Although Echols spent almost two decades on death row, he explains that it's nearly impossible to ever adjust to prison life:

"I was in prison probably five years before I started to really come out of that fight-or-flight response and to be able to function even semi rationally as a human being anymore. Five years it took. But even then, that’s not a one time thing either. You know, to take it in, for it to become the new normal is also a process. Because the horror and the atrocities and everything else you see keep building. In the beginning you’re dealing with things like the food they’re feeding you. Just how horrendous that is, or the conditions you’re living in, the bugs, the rats, the heat, whatever it is. As soon as you start getting used to that, then they start executing people, so it’s always like there’s a horror, a next horror that comes along that’s a little bigger than the last one, so you never really get used to it."

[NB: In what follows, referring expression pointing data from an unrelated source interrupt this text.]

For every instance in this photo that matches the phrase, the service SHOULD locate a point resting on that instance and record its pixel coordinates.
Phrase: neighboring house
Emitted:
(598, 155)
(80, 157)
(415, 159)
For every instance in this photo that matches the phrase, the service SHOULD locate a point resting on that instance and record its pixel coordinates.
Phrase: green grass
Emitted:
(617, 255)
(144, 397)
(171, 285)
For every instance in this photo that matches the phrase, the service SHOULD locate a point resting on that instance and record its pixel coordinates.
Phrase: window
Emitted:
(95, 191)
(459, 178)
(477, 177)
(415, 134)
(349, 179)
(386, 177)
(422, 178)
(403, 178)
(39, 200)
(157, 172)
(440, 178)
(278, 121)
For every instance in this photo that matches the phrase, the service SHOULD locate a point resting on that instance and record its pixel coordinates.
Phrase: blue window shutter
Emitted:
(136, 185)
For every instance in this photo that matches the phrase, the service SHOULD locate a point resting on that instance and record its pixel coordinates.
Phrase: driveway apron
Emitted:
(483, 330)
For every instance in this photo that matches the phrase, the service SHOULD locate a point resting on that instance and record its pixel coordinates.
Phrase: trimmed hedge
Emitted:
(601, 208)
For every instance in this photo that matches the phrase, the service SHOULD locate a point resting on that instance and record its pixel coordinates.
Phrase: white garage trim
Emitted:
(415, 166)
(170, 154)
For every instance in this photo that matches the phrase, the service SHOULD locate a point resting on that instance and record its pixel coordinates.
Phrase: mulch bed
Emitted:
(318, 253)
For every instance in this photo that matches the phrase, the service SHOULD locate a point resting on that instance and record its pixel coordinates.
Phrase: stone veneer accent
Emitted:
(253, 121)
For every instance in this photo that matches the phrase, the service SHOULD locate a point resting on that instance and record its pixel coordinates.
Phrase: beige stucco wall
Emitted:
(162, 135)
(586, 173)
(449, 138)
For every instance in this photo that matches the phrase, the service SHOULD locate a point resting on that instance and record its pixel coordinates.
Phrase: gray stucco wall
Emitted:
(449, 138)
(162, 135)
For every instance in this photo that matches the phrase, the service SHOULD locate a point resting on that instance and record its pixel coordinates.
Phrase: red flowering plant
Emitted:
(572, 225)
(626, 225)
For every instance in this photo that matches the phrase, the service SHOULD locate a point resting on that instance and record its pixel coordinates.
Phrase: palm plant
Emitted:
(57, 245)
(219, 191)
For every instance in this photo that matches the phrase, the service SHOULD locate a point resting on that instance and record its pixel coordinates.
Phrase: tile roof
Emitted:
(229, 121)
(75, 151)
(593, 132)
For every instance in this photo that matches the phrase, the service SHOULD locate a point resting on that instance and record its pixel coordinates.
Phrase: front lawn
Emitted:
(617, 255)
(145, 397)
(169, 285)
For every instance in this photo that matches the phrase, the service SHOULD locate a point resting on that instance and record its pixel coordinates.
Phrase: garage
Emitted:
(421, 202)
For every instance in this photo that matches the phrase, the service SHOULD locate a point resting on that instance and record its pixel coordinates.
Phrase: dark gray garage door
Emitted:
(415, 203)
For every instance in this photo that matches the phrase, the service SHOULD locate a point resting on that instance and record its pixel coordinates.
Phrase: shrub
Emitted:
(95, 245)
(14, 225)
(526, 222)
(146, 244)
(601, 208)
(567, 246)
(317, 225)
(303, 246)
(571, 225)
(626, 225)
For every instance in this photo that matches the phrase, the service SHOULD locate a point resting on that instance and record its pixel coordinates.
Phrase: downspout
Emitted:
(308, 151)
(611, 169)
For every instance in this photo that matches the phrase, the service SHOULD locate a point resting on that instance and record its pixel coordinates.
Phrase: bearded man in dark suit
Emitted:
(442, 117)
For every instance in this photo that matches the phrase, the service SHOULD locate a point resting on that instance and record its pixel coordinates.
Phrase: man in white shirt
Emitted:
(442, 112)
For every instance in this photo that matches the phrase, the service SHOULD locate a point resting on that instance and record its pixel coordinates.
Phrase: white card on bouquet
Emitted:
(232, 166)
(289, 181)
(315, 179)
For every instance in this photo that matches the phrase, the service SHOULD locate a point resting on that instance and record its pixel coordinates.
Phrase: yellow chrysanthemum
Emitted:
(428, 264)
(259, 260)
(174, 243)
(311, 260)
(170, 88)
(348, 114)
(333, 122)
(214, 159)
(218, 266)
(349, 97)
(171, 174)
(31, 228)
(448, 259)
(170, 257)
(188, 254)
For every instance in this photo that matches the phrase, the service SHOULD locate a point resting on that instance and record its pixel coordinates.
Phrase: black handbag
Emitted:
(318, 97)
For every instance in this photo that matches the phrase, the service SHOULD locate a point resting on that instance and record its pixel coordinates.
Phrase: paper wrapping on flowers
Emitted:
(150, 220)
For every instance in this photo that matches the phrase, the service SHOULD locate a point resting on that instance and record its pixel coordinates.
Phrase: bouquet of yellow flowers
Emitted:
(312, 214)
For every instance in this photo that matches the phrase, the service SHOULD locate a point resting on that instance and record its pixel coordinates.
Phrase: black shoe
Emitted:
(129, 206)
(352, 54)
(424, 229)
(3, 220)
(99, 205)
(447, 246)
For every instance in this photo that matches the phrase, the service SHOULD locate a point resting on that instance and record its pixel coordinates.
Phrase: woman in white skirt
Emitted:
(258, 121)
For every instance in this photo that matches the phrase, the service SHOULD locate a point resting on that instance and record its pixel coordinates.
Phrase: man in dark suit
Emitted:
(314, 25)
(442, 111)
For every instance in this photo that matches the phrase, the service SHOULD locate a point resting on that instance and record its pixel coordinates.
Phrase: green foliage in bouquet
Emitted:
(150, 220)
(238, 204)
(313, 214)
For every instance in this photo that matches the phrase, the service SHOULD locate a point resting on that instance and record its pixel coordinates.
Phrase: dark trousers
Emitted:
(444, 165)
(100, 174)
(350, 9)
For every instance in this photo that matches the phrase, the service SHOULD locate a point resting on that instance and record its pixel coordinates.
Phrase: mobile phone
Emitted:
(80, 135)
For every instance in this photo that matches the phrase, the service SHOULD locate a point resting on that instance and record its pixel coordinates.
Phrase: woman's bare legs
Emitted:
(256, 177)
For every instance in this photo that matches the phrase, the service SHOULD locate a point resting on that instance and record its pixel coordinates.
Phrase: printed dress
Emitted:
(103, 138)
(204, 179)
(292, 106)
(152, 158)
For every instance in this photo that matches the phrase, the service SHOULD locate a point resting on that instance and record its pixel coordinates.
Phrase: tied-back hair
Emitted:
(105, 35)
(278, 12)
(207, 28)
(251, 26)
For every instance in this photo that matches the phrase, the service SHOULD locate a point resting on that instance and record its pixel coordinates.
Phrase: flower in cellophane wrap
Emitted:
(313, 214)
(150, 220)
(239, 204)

After receiving the death sentence, Echols could neither entirely harbor hope nor fall into hopelessness. Instead, he was able to tamp down the extremity of his emotions to cope with the unthinkable punishment he had been handed:

"I think what sort of starts to happen at first, is it’s almost like you’re on a roller coaster. You know, every time something comes up, you know, for example, say DNA testing comes in. Or a new eyewitness comes forth or somebody comes up and says, 'I lied on the stand. I want to tell the truth now.' You start thinking, 'Okay, this is it, I’m finally going home. Surely now when somebody sees the absurdity of this, surely someone is going to step in and do something about it.' But they don’t. Something happens and another year goes by, another two years go by, and eventually it gets to the point where I would call home and Lorri would tell me about some huge development in the case, and I would say, 'oh okay,' and then I would go back to reading, because it gets to the point it burns you out inside, it’s almost like living in an adrenaline rush. And you have to let go of it, you have to move beyond it, it is, that’s what it is. It’s going beyond hope and hopelessness. If you live in this constant state of hope, you’re wasting your days. You’re wasting the time that you have there alive. Maybe a day’s going to come when you’re going to be outside again. Maybe it’s not, maybe they’re going to kill you. But if you spend every single moment looking toward the future, then you don’t enjoy what you do have. The hopelessness, you have to move beyond that, too."

During his time in prison, Echols wrote as a way of maintaining possession of his memories. He describes writing as a way of treasuring:

"By the time I got out I remembered that pizza had been my favorite food, but I couldn’t remember what it tasted like anymore. And there were so many other things that I was scared to death of losing. The only thing I had that I cherished that I wanted to hold on to were the years before I came to prison. So I would write those out and just think about the tiniest detail to keep from losing it. You know, for example, the way the doorknob of my grandmother’s front door would feel on a cold winter day when I would put my hand on it, and I would write that out, almost to engrave it in my brain to keep from losing it... I would write about all these different things and do it over and over and over again because it was all I had. You know, it was almost like taking out your most valued possessions and then turning them over and over."